THIS is a pattern?former Bush official spills beans in attempt to save reputation from association with the most toxic, worst failed government in U.S. history. It follows the trail left by former Treasury Secretary Paul O'Neill, fired from his job in late 2003, then author with Ron Suskind of "The Price of Loyalty." As reported four years ago by Lesley Stahl of 60 Minutes, "Paul O'Neill says he is going public because he thinks the Bush Administration has been too secretive about how decisions have been made."
Indeed, "secretive." As, Digby noted yesterday, Thomas E. Ricks and Karen DeYoung in the Washington Post discuss the latest insider version of the Bush narrative, this the first from a former Pentagon official. Douglas Feith, who was the hard-right neocon undersecretary of defense for policy, tackles head-on the Bush process of "War and Decision" in a forthcoming book of that title.
Ricks and DeYoung write,
Among the disclosures made by Feith in "War and Decision," scheduled for release next month by HarperCollins, is Bush's declaration, at a Dec. 18, 2002, National Security Council meeting, that "war is inevitable." The statement came weeks before U.N. weapons inspectors reported their initial findings on Iraq and months before Bush delivered an ultimatum to Iraqi leader Saddam Hussein. Feith, who says he took notes at the meeting, registered it as a "momentous comment."Well, that's interesting, as Digby describes, because "Codpiece" (Bush) repeated publicly a number of times thereafter, literally until right up to the invasion, some version of "I hope this Iraq situation will be resolved peacefully."
The version of this I mentioned recently in Maine Owl was the March 6, 2003 press conference, where President Bush issued three separate phrases suggesting a decision to go to war had not yet been made, BUSH: "I hope we don't have to go to war, but if we go to war," and "I've not made up our mind about military action. Hopefully, this can be done peacefully," and "We hope we don't go to war; but if we should, we will present a supplemental [budget]."
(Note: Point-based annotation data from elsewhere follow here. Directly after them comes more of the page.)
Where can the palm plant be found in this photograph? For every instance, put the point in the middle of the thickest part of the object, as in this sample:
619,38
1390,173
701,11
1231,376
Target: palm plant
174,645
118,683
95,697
I find these public statements of uncertainty about war revealing lies that are exposed if you understand the secret machinations that were occurring underneath. Mark Danner covered this ground unearthed by the Downing Street Memos in a long piece for the New York Review Books in June 2005. The bottom line?
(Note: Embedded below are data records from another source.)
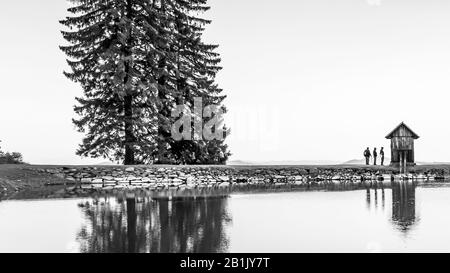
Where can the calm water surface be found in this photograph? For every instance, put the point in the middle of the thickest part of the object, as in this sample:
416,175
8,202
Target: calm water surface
398,218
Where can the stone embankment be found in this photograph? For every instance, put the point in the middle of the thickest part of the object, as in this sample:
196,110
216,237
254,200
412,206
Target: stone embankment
173,177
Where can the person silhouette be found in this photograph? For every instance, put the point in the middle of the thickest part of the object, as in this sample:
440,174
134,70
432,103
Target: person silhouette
374,156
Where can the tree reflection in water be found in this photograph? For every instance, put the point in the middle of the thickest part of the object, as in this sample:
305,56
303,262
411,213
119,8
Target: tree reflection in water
145,224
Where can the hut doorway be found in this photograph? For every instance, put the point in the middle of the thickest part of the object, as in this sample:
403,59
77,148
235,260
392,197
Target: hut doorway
402,146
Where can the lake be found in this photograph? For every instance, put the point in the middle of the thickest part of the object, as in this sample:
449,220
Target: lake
397,217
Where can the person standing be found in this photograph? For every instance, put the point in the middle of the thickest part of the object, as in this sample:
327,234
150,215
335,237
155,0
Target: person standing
367,155
374,156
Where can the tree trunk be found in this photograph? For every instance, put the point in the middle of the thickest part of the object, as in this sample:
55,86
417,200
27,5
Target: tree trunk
129,136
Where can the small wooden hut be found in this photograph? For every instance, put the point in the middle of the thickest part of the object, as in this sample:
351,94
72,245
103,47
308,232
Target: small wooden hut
402,146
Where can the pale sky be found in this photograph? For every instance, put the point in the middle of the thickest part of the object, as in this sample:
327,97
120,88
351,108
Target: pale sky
305,79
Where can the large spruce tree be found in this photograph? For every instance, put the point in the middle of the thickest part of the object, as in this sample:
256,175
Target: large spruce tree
110,45
136,60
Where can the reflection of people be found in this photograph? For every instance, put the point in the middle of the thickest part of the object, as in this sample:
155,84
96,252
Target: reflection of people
375,156
367,155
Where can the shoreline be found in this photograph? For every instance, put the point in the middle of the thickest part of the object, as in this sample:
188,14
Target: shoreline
53,181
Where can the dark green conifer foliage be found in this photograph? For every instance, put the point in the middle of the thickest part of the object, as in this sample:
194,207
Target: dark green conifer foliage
136,60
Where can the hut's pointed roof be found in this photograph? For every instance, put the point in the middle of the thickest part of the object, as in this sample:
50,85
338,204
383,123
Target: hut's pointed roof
399,127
DANNER: What the Downing Street memo confirms for the first time is that President Bush had decided, no later than July 2002, to "remove Saddam, through military action," that war with Iraq was "inevitable"?and that what remained was simply to establish and develop the modalities of justification; that is, to come up with a means of "justifying" the war and "fixing" the "intelligence and facts...around the policy."Feith should not have been so taken with a "momentous comment" about inevitable war in December 2002, unless he was not in Cheney's loop to the extent he is believed to have been.